Vladimir Zeev Jabotinsky
Leseprobe
„Das passt irgendwie nicht zusammen. Das Sie Nietzscheaner sind, weiß ich von Serjosha; aber die erste Voraussetzung dafür ist doch, dass man weiß, was Nietzsche will“.
Er wurde kein bisschen verlegen – im Gegenteil, er erklärte ganz aufrichtig und auf seine Weise logisch: „Ich habe versucht, ihn zu lesen; ich besitze fast alles, was auf Russisch erschienen ist; wenn Sie möchten, kann ich es Ihnen zeigen.
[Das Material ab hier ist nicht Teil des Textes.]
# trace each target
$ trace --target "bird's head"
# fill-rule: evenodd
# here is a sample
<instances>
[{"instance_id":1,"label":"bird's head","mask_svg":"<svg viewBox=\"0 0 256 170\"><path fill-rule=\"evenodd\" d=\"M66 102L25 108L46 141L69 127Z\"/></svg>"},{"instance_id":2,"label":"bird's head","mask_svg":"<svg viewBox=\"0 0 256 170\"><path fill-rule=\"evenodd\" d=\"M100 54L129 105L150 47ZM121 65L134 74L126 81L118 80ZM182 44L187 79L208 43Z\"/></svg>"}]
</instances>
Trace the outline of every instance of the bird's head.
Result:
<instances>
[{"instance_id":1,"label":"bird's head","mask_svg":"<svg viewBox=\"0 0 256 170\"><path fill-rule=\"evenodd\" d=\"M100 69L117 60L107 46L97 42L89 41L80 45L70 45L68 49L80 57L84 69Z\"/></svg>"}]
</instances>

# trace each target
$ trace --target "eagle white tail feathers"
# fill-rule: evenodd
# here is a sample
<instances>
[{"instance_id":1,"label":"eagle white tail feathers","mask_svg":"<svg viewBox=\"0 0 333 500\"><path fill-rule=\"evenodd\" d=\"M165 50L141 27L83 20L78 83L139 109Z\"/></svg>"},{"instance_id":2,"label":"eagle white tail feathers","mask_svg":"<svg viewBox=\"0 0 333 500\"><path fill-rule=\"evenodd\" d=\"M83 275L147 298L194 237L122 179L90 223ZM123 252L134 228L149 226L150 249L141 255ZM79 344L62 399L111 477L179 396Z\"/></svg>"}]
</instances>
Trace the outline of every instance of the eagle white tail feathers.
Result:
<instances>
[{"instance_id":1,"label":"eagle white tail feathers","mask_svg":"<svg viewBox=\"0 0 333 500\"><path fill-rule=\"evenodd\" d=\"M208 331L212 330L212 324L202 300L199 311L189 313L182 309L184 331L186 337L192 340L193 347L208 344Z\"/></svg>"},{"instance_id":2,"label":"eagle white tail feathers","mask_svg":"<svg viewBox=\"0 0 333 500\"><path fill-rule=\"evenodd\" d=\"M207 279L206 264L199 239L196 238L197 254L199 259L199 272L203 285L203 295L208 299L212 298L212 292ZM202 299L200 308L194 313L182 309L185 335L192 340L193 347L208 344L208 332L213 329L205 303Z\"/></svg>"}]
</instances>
Wissen Sie, ich lese überhaupt eine Menge; aber ich bin nun einmal seltsam beschaffen – wenn ich etwas selbst lese, verstehe ich das Wesentliche nie; das betrifft nicht nur die Philosophie, sondern sogar Gedichte und Belletristik. Ich brauche immer jemanden, der mich anleitet, der mit dem Finger draufzeigt und sagt: Das ist es! Dann wird mir sofort alles klar.“
Hier stockte er ein wenig und setzte hinzu: „Meine Familie und auch meine Kameraden denken alle, ich sei einfach ein Dummkopf, wissen Sie. Das glaube ich nicht; aber eines ist wahr – ich gehöre nicht zu den Menschen, die mit ihrem eigenen Kopfdenken sollten. Wissen Sie, ich gehöre zu den Menschen, die immer zuhören sollten.“
(Ausschnitt aus: Die Fünf – Eichborn Verlag/ Die Andere Bibliothek)
Inhalt
Wir schreiben Odessa um die Wende vom 19. auf das 20. Jahrhundert: Der Verfasser schildert seine Begegnungen und Erlebnisse mit der jüdischen Familie Milgrom und deren fünf Kinder Marussja, Marko, Lika, Serjosha und Torik. Dabei handelt es sich nicht um eine chronologische Familiensaga, sondern um die Darstellung wichtiger und einschneidender Erlebnisse, die Betrachtung einzelner Personen und deren Handeln im Kontext der sozialen Umwälzungen (inkl. dem Aufstand des Panzerkreuzers Potjomkin), die eigenständige Entwicklung der einzelnen Kinder und ihrem realen oder sinnbildlichem „Untergang“…
Biographie
Vladimir Zeev Jabotinsky wurde 1880 in Odessa geboren und wurde ursprünglich traditionell jüdisch erzogen, entwickelte sich mit der Zeit vom theologischen Judentum weg, studierte Rechtswissenschaften und wurde später Journalist. Mit Anfang Zwanzig begann seine zionistische Tätigkeit, der er bis zu seinem Tod 1940 in den USA verbunden blieb.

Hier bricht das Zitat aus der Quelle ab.